メロディの母と同じ年頃だろうか。その人は何かにひどく怯えたようすで、がたがたと震えていた。
「奥様? 大丈夫ですか? しっかりなさってください」
肉付きのよい身体を支えて、メロディは声をかける。それに気づいているのか、いないのか。うわごとのように、婦人は呟いた。
「エルシー姫様……」
「え?」
どこかで聞いた名だと思いながら、メロディは婦人が見ている方へ目を向ける。
音もなく、物陰を動く人の姿があった。
若い女性だった。暗さと距離のせいで瞳の色はわからないが、明るい色の髪をしている。身にまとうドレスは派手なほどに華麗なのに、けっして下品にはならない高貴さがある。

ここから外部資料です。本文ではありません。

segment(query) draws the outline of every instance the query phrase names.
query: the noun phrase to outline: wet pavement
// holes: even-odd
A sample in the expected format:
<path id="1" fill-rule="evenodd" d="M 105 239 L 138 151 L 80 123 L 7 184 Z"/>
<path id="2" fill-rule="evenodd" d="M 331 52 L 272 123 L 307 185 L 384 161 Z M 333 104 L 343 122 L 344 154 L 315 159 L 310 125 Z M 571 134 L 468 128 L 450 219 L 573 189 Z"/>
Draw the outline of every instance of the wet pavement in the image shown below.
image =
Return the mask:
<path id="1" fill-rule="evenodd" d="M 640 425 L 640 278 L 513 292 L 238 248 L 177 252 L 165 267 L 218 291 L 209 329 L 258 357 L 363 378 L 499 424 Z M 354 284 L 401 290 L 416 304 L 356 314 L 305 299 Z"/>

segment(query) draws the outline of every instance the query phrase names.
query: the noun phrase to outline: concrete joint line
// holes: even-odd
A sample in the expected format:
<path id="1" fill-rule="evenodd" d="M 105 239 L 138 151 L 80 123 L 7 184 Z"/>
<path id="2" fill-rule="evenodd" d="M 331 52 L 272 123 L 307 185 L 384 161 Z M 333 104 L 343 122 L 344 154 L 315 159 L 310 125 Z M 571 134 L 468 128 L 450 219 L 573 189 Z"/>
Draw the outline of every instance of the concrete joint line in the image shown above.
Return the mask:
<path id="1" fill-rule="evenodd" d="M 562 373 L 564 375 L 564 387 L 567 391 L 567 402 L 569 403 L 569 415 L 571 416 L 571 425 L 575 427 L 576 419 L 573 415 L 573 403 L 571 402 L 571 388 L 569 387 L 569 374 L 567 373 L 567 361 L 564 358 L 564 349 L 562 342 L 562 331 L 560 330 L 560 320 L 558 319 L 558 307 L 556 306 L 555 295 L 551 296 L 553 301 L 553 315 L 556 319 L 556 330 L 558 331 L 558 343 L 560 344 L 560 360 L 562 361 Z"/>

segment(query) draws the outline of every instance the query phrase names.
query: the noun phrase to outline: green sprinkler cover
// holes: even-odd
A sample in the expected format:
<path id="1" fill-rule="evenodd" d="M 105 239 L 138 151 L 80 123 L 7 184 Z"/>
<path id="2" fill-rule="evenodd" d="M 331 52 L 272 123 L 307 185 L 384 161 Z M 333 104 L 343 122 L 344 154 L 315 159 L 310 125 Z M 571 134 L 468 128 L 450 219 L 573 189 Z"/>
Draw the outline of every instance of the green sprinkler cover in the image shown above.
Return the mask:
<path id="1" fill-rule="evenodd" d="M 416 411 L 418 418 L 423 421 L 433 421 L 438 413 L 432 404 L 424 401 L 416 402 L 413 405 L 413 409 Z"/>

こちらを見る顔は美しかった。凛とした中にも艶やかさを帯びた、印象に残る美貌だ。
それが誰かに似ているような気がして、メロディは訝しむ。するとまた、腕の中の婦人が呻いた。
「あ、ああ……姫様……どうして……」
――姫?
今にも白目を剥きそうな婦人を見下ろしながら、はたとメロディは気づく。
エルシー姫。その名前は知っている。
父から聞いた名だった。異国へ嫁いだ、女王の妹姫。
セシルの母親だ。
さきほど見た顔は、たしかにセシルによく似ていた。彼よりずっと線が細く、身にまとう色彩も淡いため印象は少し違うが、ここしばらくで見慣れた顔だちだった。
だが。そんなばかなと思う。
エルシー姫はもう十年も前に、遠い異国で亡くなっている。ここにいるはずのない人だ。
脳裏に、チェスターの言葉がよみがえった。
――亡き王女の亡霊が現れるそうだ。
ただの意地悪なあてこすりだと思っていた言葉が、頭の中にわんわんとこだまする。
亡霊。そんなばかな。
メロディはおそるおそる顔を上げた。もう一度よく確かめようと、先程の場所を見る。
目を離したのは、ほんの少しの間だった。まだそこに、人の姿はあるはずだった。
だがどこにも見つからない。煙のように消え失せて、無人の暗い庭園が広がるばかりだ。
背中に冷たい汗が流れた。頭がくらくらして、身体から力が抜けていく。代わりに鼓動は苦しいほどに乱れ、息もままならない。
目の前がかすんでいく。先に婦人の方が気を失い、寄りかかってくる重みを感じた。それが最後の記憶だった。